One of the common faults of high-handicappers is a steep downswing that digs deep divots pointing left of the target (for right-handed golfers). These players are often told to take the club back straighter, but that only makes the swing plane more vertical.
Here's a good remedy: Rehearse a baseball or T-ball swing, keeping the shaft as parallel to the ground as possible and below your shoulders as you go back and through (right). Get a feel for this extremely flat plane. Because golf is played from side-on, and not croquet-style, the club has to go around the body. This move is exaggerated, which should help you transfer the around-the-body feeling to your real swing.
The chunked pitch often occurs when a player shifts weight to the back foot and never shifts it forward; this positions the low point of the swing behind the ball. Remember this: In pitching, you want to set and keep your weight on your front side.

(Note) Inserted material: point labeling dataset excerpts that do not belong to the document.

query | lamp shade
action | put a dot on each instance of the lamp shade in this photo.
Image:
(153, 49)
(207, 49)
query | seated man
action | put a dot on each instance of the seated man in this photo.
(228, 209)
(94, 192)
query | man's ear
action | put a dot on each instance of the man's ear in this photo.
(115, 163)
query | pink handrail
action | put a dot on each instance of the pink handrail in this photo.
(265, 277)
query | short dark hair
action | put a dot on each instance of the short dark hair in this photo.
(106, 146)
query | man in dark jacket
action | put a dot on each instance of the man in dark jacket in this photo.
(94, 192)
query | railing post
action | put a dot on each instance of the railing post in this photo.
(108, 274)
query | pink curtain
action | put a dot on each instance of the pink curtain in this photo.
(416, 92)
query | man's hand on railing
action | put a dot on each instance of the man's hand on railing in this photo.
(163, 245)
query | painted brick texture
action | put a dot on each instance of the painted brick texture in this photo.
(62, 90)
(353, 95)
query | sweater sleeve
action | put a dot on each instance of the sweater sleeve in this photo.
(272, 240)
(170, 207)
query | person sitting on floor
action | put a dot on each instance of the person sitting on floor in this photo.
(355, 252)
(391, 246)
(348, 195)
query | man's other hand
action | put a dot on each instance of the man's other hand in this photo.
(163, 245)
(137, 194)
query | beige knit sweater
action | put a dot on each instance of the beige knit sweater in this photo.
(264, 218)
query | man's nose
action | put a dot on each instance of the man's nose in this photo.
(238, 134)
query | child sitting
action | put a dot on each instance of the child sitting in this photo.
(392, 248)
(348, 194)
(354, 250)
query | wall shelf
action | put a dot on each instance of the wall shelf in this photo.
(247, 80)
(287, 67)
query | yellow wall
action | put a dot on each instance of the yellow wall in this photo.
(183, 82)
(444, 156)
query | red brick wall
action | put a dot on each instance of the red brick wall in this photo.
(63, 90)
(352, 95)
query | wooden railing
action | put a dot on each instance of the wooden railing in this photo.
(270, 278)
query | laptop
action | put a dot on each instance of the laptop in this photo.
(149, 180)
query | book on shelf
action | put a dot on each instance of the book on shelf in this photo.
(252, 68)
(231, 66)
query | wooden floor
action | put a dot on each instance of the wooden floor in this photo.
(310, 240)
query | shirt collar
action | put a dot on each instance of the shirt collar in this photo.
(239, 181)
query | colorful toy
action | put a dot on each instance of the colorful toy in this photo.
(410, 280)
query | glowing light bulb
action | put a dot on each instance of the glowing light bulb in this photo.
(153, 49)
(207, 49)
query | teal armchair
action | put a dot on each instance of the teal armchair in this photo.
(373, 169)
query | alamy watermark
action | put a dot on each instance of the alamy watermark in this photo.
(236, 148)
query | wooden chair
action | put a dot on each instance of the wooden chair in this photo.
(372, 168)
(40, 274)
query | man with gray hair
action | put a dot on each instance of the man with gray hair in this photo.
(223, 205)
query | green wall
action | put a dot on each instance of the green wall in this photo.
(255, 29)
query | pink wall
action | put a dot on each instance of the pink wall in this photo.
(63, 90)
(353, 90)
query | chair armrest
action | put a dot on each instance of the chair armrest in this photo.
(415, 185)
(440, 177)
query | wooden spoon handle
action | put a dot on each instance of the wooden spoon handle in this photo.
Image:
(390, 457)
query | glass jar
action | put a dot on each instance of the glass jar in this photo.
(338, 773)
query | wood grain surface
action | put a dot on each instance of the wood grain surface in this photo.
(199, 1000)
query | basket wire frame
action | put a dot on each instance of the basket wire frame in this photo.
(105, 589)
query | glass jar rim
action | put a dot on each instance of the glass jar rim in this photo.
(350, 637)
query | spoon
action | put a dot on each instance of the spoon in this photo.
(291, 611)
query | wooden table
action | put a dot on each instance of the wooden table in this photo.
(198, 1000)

At address, lean your entire body, not just your lower body, slightly toward the target.
As far as a practice swing, it's a good idea to start with 80 percent of your weight on your front foot. In fact, lean your back foot inward so the heel is just off the ground (right). Then, as you make practice swings, maintain the heel in that position. This will keep any significant weight off your back foot. While rehearsing the pitching motion, think about the pressure you're putting into the ground with your front foot; make sure it remains constant as you swing.
When you get to your ball, the first thing you should do is find your yardage and pick a club. It helps to know how far you hit each club on average -- not on your career shot. It's important that you commit to whatever club you pull. Make a good choice, and get into the habit of not second-guessing it.